Today, Professor Malcolm Gillies worked with students of the Guildhall School of Music and The Royal College of Music in a master class exploring aspects of Bartók’s 5th and 6th String Quartets. It was part of the Wigmore Hall’s Bartók Festival.
The first half of the afternoon investigated the connection between the second and fourth movements of Bartók’s Quartet No. 5, with the Guildhall’s Da Capo Quartet.
Gillies’ main point was that both require a sense of glacial colourlessness. He taught the quartet not to fear rests and the stillness of the long exposed passages of the movements. It was a class which warned against the age-old trap into which musicians often fall, of distorting the overall effect of a piece by focusing too intently on particular detail.
The young quartet responded well to instruction although they did seem a little intimidated. This was probably due to their austere surroundings (although Gillies did speak in a warm and friendly manner to try and counterbalance this). However, another reason for their hesitancy was possibly Gillies’ academic approach, which differs from that of many performing colleges; these usually focus on the more technical and practical aspects of a performance.
Gillies’ points were interesting and well made although perhaps too sweeping. They were essential to the understanding of Bartók’s compositional style but would have been more captivating if Gillies had gone into more detail. This was especially true of the analysis of the fourth movement, which was almost dismissed with Bartók’s self-assessment that the fourth movement is really a variation of the second’.
Next up was a quartet from the Royal College of Music. They seemed older and less timid then the previous quartet and were given more challenging music to prepare. They began their part of the masterclass by playing the first movement of Bartók’s String Quartet No. 6.
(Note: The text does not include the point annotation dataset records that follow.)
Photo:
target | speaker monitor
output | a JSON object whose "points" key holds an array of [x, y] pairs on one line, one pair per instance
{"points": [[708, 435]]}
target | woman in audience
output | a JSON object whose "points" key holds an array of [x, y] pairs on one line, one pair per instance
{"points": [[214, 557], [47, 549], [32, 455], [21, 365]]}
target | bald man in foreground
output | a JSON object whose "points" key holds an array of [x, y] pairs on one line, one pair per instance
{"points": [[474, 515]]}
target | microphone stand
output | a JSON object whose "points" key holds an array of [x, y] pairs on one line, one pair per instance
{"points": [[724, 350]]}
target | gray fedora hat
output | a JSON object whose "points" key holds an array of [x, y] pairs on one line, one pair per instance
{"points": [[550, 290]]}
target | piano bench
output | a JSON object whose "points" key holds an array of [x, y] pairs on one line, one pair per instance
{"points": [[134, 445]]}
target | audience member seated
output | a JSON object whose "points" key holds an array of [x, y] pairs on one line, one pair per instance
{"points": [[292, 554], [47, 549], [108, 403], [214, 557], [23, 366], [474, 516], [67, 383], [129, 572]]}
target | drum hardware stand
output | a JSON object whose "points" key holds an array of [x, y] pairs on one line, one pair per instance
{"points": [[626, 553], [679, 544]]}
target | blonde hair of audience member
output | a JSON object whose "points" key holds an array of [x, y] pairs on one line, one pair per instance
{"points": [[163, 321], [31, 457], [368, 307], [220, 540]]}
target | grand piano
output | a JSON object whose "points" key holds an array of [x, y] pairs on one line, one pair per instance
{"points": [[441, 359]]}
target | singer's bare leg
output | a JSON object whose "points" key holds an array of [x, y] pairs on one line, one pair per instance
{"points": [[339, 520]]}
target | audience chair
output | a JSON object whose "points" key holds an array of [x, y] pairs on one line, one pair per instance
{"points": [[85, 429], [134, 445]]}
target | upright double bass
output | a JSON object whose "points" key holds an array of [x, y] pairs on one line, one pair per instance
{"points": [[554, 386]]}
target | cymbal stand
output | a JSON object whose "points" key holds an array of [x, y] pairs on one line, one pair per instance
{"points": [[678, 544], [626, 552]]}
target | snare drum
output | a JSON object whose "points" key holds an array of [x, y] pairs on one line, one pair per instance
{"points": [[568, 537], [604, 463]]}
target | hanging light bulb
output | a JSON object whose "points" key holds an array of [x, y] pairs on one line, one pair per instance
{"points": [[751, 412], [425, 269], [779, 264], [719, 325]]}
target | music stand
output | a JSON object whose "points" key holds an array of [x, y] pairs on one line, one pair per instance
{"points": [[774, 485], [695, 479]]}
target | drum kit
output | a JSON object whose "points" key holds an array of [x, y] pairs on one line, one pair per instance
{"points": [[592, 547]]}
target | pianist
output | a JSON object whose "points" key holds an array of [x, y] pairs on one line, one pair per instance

This movement of the composer’s most mature String Quartet features a partial return to the red-blooded romanticism favoured by the composer in his earlier quartets. Gillies first asked the players what they felt they could have done better and in what ways the movement was difficult. He then explained their feelings by breaking down Bartók’s texture and analysing the music.
Gillies moved through the sonata form of the movement picking out moments where the music encouraged the players to play in certain ways which ultimately would put them in trouble. By highlighting this, the students were able to know what to be careful of so that the dynamics or tempo didn’t cascade out of control, for example.
Gillies led the masterclass in a fluid way. However, he could have afforded to be more demanding and detailed in the way in which he instructed. It is also a shame that the members of the two quartets were not more articulate and outspoken when asked about their views. This would have made the afternoon much more dynamic, because as it was, there seemed to be a lack of enthusiasm which passed itself onto the audience.